GROUPING SETS, ROLLUP, and CUBE
The Brew sales dashboard needs to show three numbers on one screen: revenue per shop, revenue per drink category, and the grand total across the whole chain. The analyst sits down with SQL and writes three separate SELECTs — one with GROUP BY shop, one with GROUP BY category, and one with no grouping at all — then glues them together with UNION ALL. And that's where the pain starts: the queries have different column counts, you have to pad with NULL placeholders to line up the SELECT lists, it's easy to swap the order and end up with a "category total" landing in the shop column. Three passes over the table, three places to get it wrong, and a report nobody wants to touch.
Postgres can compute all of those slices — leaves, subtotals, and the grand total — in a single pass of a single query. The GROUP BY extensions: ROLLUP, CUBE, and GROUPING SETS.
Plain GROUP BY gives only the leaves
GROUP BY (shop, category) groups by each pair of values and returns one row per combination: (Central, coffee), (Central, tea), (North, coffee), (North, tea). Those are the "leaves" — the most detailed cells. Plain GROUP BY produces no "total for Central" or "total for the chain": to get them you need another query with coarser grouping. That's exactly where those three UNION ALLed SELECTs come from.

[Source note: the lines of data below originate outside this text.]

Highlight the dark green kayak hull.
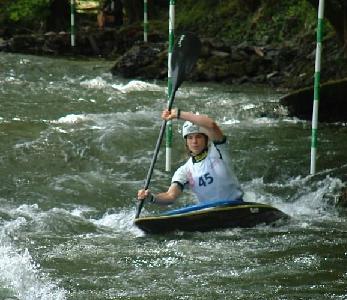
[134,202,289,234]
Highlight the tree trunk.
[123,0,143,24]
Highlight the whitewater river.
[0,53,347,300]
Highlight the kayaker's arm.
[161,108,224,142]
[137,183,182,205]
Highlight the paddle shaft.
[135,87,178,219]
[135,33,201,219]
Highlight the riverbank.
[0,26,347,91]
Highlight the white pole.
[165,0,175,172]
[310,0,324,175]
[143,0,148,43]
[70,0,76,47]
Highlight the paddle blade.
[171,32,201,92]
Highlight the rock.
[337,188,347,207]
[280,78,347,122]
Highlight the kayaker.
[137,109,243,204]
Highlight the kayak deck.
[134,201,289,233]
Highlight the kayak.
[134,200,289,234]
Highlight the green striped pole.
[143,0,148,43]
[165,0,175,172]
[70,0,76,47]
[310,0,324,175]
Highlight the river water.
[0,53,347,300]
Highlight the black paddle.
[135,33,201,219]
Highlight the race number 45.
[199,173,213,186]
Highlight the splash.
[0,236,66,300]
[112,80,161,94]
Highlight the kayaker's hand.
[137,189,152,201]
[161,108,178,121]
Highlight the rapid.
[0,53,347,300]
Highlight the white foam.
[112,80,161,93]
[52,114,87,124]
[80,76,107,89]
[0,242,66,300]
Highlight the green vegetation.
[0,0,50,25]
[176,0,317,43]
[0,0,338,44]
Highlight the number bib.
[172,143,243,202]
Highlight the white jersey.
[172,140,243,202]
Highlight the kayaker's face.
[186,133,207,155]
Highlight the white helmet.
[182,121,207,138]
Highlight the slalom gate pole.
[165,0,175,172]
[143,0,148,43]
[70,0,76,47]
[310,0,324,175]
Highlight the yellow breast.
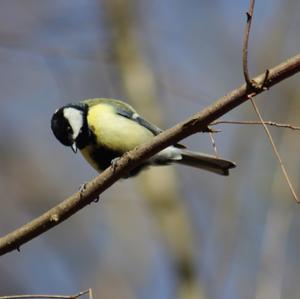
[87,104,153,153]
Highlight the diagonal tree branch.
[0,54,300,255]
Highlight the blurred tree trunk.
[103,0,203,299]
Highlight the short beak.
[71,142,77,154]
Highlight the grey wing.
[116,107,163,135]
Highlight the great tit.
[51,98,235,177]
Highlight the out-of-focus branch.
[0,289,93,299]
[210,120,300,131]
[0,54,300,255]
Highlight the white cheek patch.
[64,107,83,140]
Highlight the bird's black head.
[51,104,89,152]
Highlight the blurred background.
[0,0,300,299]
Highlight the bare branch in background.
[243,0,300,203]
[0,54,300,255]
[243,0,255,88]
[250,98,300,203]
[210,120,300,131]
[0,289,93,299]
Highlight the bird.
[51,98,236,178]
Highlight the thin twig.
[210,120,300,130]
[243,0,256,89]
[0,54,300,255]
[209,132,219,157]
[250,97,300,203]
[0,289,92,299]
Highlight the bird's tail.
[172,149,236,175]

ROLLUP adds hierarchical subtotals
GROUP BY ROLLUP (shop, category) computes the leaves — and on top of them adds subtotals over the prefixes of the column list, working right to left. For (shop, category) that means: each shop gets an extra row where category is rolled up (subtotal per shop), plus one row where both columns are rolled up (grand total). The hierarchy reads as a tree: shop → its categories, and at the root the total over everything. A rolled-up column in a subtotal row arrives as NULL; in the demo we label such levels with coalesce(shop, '— все —').
CUBE adds every combination of rollup
ROLLUP only rolls up along the "left to right" hierarchy: it won't give you a subtotal per category on its own (where shop is rolled up but category is not). GROUP BY CUBE (shop, category) covers that: it computes every combination of which columns are rolled up and which are not. For two columns that's four variants: both expanded (leaves), category rolled up (subtotal per shop), shop rolled up (subtotal per category — "how much coffee across the whole chain"), both rolled up (grand total). CUBE is ROLLUP plus exactly those cross-cut category slices.

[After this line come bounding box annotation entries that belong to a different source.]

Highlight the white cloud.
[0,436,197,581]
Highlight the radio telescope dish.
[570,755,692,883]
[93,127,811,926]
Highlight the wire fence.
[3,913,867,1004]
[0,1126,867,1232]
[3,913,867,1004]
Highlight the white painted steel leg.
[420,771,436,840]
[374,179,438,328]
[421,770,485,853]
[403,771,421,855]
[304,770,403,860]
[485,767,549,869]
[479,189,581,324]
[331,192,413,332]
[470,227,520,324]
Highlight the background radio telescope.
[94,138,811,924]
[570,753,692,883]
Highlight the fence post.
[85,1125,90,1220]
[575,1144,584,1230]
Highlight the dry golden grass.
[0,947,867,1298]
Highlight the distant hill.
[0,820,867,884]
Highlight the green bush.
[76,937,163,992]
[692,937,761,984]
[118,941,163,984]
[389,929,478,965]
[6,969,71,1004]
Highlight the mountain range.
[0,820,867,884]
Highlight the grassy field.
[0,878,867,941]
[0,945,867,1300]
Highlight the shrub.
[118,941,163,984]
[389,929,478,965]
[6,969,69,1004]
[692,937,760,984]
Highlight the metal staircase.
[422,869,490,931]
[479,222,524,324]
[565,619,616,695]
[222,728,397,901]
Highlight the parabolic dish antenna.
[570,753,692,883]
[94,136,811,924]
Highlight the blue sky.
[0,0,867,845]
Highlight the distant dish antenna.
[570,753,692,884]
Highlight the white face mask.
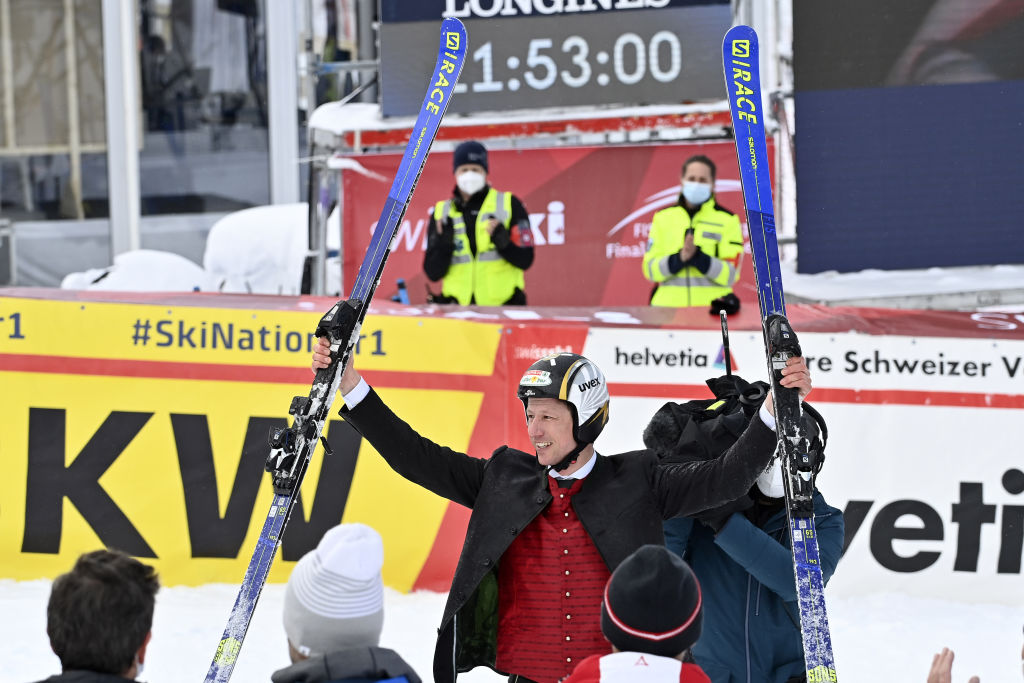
[455,171,487,196]
[758,458,785,498]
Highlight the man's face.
[526,398,577,467]
[455,164,487,180]
[682,161,714,185]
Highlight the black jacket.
[270,647,420,683]
[31,670,135,683]
[341,391,776,683]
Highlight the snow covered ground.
[0,577,1024,683]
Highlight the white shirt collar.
[548,451,597,479]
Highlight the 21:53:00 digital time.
[456,31,683,92]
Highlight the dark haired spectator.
[33,550,160,683]
[423,140,534,306]
[644,375,844,683]
[271,524,420,683]
[564,545,710,683]
[643,155,743,315]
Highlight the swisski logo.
[519,370,551,386]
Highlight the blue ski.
[722,26,837,683]
[206,18,466,683]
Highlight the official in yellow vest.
[423,140,534,306]
[643,155,743,313]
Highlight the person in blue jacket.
[644,376,844,683]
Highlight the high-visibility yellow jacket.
[643,197,743,307]
[434,187,526,306]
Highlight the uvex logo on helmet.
[517,353,609,445]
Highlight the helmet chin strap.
[551,442,590,472]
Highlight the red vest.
[495,477,611,683]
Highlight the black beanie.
[452,140,489,171]
[601,545,703,657]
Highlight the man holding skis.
[313,340,811,683]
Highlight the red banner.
[342,141,770,306]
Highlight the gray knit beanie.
[285,524,384,656]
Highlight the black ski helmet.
[516,352,610,450]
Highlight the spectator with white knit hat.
[271,524,420,683]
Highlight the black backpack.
[643,375,828,474]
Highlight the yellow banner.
[0,298,501,590]
[0,297,499,374]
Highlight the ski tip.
[441,16,466,52]
[722,24,758,47]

GROUPING SETS — exactly the slices you need
CUBE is generous: it gives you everything, including the leaves the dashboard doesn't need. When the slices are known in advance, you list them by hand: GROUP BY GROUPING SETS ((shop), (category), ()). Each parenthesized element is a separate grouping: (shop) — totals per shop, (category) — totals per category, () — the empty grouping, i.e. the grand total. No leaves, no extra rows — exactly the three slices the report asks for. In fact ROLLUP and CUBE are sugar over GROUPING SETS: they expand into specific sets of groupings, and GROUPING SETS lets you write that set directly.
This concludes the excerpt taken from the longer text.